Mais les néophytes savent s’accorder autour des valeurs promettant une place au soleil ; le néo-libéralisme a cela d’infâme qu’il se rallie des individus modestes, parfois désœuvrés, parce qu’il leur fait leurrer l’appartenance à un système supérieur ; alors qu’ils les rend dépendants et serviles, il leur donne le sentiment d’être plus fort et plus épanouis. Ceux-là sont souvent les chanceux, les nouveaux riches, les petits bourgeois montants ou gavés de haine et de principes ou idéaux ”démocrates”, croyant savourer leur revanche sur la vie, ou bien estimant que les autres sont plus faibles pour éviter d’admettre qu’ils ne doivent leur statut qu’à un concours de circonstance (et pas nécessairement à des succès, du travail ou du talent, mais tellement souvent à un abandon, une lâcheté et même une soumission, bref à un conformisme mesquin qui est une fuite en avant emportant tout). La mise à mort spirituelle, identitaire et bientôt économique de ceux qui n’adhèrent pas à ce Monde « libre » est alors légitimée et effective.

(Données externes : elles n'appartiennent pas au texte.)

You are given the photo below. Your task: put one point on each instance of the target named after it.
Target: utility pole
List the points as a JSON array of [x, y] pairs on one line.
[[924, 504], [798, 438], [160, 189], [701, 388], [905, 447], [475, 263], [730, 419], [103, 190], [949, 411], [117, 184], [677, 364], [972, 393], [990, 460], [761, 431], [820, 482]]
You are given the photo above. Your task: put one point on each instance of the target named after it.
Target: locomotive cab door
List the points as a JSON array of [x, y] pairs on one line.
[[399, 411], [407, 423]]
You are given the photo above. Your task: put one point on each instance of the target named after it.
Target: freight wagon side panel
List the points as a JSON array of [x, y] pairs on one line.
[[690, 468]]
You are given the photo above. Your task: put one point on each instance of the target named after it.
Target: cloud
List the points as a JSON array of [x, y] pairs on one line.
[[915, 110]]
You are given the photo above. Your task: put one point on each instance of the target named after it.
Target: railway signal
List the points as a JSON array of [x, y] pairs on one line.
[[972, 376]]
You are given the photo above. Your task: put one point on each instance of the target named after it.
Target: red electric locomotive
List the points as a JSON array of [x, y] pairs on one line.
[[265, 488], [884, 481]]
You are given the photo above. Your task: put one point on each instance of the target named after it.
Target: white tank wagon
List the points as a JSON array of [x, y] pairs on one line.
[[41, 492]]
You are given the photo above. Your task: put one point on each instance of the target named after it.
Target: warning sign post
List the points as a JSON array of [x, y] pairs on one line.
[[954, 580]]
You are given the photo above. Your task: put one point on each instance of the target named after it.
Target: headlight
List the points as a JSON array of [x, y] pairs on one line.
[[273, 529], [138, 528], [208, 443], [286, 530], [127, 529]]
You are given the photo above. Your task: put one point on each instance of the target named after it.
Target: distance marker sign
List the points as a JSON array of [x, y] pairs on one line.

Ce totalitarisme est sentencieux, obscurantiste, mais il est aussi éblouissant et stimulant – sans quoi il ne séduirait pas durablement, n’attiserait aucune passion ni aucune adhésion. L’emprise néo-libérale est promue par ces « libéraux-bourgeois » ; disséminés des deux côtés des blocs (”droite/gauche” mais également, dans une autre et moindre mesure, ”progressiste/conservateur”), ils occupent les grandes formations dans la majorité des États occidentaux et se retrouvent en général, pour adopter un point de vue schématique, dans les deux grands partis (ceux dont on dit, à raison pour le cas de la France ou des États-Unis, qu’ils constituent une alternance de façade).

Si la fin des grandes idéologies a ainsi signé un consensus autour des valeurs « libérales » ; et que celles-ci sont traduites par la perspective de ceux qui les récupèrent ; alors, le Sens Unique est lié au Mondialisme.

Et, moralement, essentiellement, les néolibéraux sont liés au Mondialisme, puisque ce qui conduit à se sacrifier à une telle perspective, c’est la quête viscérale d’une liberté effrénée, d’une volonté d’omnipotence illusoire mais sans concession. Il s’agit de jouissance monomaniaque et égoïste, jalouse, comme on est jaloux de sa vision pure, parfaite et progressiste du Monde, qu’on ne veux prêter à ceux qui, de facto, deviennent des ploucs, des abrutis, parfois des « fachos », des « réactionnaires » quoiqu’il en soit (reste à en déterminer le degré et la nature). Il n’est pas difficile de cerner ici pourquoi trop d’idéalisme et d’angélisme prépare le terrain des vicieux.

En marge de cela, il faut mesurer combien l'intention libérale a été trahie (au moment ou elle est devenue un gros mot) : l'idéologie qui prônait l'exaltation de l'individu est devenue celle de son aliénation. D'idéal de libération et de confiance envers le citoyen, aujourd'hui elle est l'arme de ceux qui réduisent l'individu à un maillon, non pas d'un destin collectif, mais d'un ensemble hétérogène anesthésié et offert aux desseins d'une fraction probablement visionnaire, assurément folle, malheureusement débridée au point peut-être demain, de se trouver sans entraves.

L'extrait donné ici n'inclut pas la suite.